La même camelote

Tribune libre de Robert Ménard*

Je n’y crois pas ! Encore une fois, on vient nous expliquer que ce sommet de Bruxelles – le énième de la « dernière chance » – a porté ses fruits, que nous avons sauvé, si ce n’est l’euro, du moins les économies espagnole et italienne, que la croissance va pointer le bout de son nez, appâtée par les 120 ou 130 milliards mis sur la table. La preuve, les bourses sont « euphoriques », François Hollande « manifestement satisfait » et Angela Merkel « a perdu son bras de fer ». Le parti des médias nous vend son habituelle camelote. Je vous fiche mon billet qu’on déchantera dans les semaines qui viennent.

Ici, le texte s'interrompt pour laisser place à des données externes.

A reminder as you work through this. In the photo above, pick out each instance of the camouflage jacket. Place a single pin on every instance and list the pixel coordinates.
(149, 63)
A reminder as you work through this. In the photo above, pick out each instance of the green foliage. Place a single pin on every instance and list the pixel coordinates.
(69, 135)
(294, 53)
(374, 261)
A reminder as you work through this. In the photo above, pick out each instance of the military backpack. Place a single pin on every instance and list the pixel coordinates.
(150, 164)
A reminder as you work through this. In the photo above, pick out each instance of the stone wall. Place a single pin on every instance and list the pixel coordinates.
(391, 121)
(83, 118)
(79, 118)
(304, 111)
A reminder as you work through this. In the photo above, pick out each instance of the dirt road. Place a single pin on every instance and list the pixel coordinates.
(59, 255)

On nous ment, une fois de plus. Au mieux, nous sommes partis pour des années à toute petite croissance. Et quand nos politiciens nous présentent cette crise comme une parenthèse qu’ils sauront refermer, ils nous trompent sciemment. La gauche, pas plus que la droite, ne nous sortira de l’impasse dans laquelle nous ont jetés des capitalistes obsédés par leurs seuls profits et leurs seuls comptes en banque. Avec la complicité de cette nomenclature qui, des deux côtés de l’échiquier politique, est toujours du côté du manche. Sortis des mêmes promotions de l’Ena, attablés aux mêmes restaurants, passant leurs vacances à faire du vélo sur les mêmes îles, ils ne sont en rien concernés par le Smic, le chômage, les fins de mois à 10 euros près. Comme disait l’autre, il est temps qu’ils dégagent !

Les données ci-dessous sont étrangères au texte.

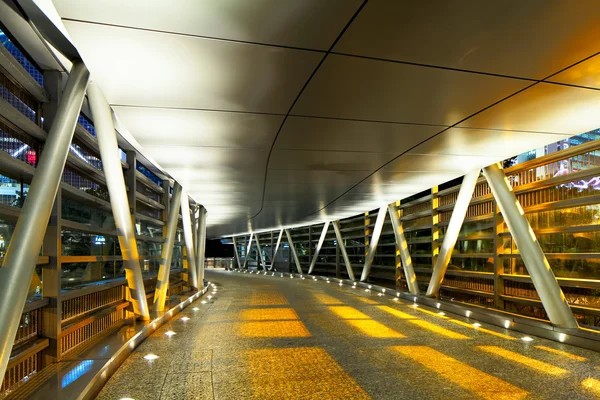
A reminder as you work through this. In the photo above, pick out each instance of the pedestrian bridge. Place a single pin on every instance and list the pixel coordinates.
(271, 337)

La gauche bien propre sur elle, aujourd’hui au pouvoir, l’a bien compris. Et nous refait le coup de 1981 : voyant bien qu’elle va devoir revenir non sur ses engagements – elle en a pris très peu – mais sur cette idée que « le changement, c’est maintenant », elle déserte le terrain social – il faut être « raisonnable » comme l’a rappelé Matignon – pour celui des « question sociétales » et des « mesures symboliques ». Faute de donner du pain, elle nous offre le mariage gay. Faute d’augmentation du Smic, elle voyage en Thalys. Faute de tordre le cou au chômage, elle porte des jeans au conseil des ministres. Comme un certain Jack Lang et ses cols maos dans l’hémicycle… il y a 30 ans de cela ! Mêmes vieilles lunes et mêmes renoncements : on laisse sur le bord de l’allée asphaltée du socialisme en marche le pauvre, le vieux, le péquenot du village, pour mieux flatter le bobo du Marais ou le jeune, de préférence issu des cités et à la peau mâtinée.

Au fond, le philosophe Marcel Gauchet a raison. L’élection de François Hollande a « un côté conservateur ». Un pouvoir rassurant pour tous ceux qui n’auraient qu’à s’inquiéter de vrais changements…

*Robert Ménard est journaliste et fondateur de l’association Reporters sans frontières. Il anime trois rendez-vous quotidiens du lundi au vendredi, à 7h33 et à 8h03 sur Sud Radio et à 17h45 sur I-télé.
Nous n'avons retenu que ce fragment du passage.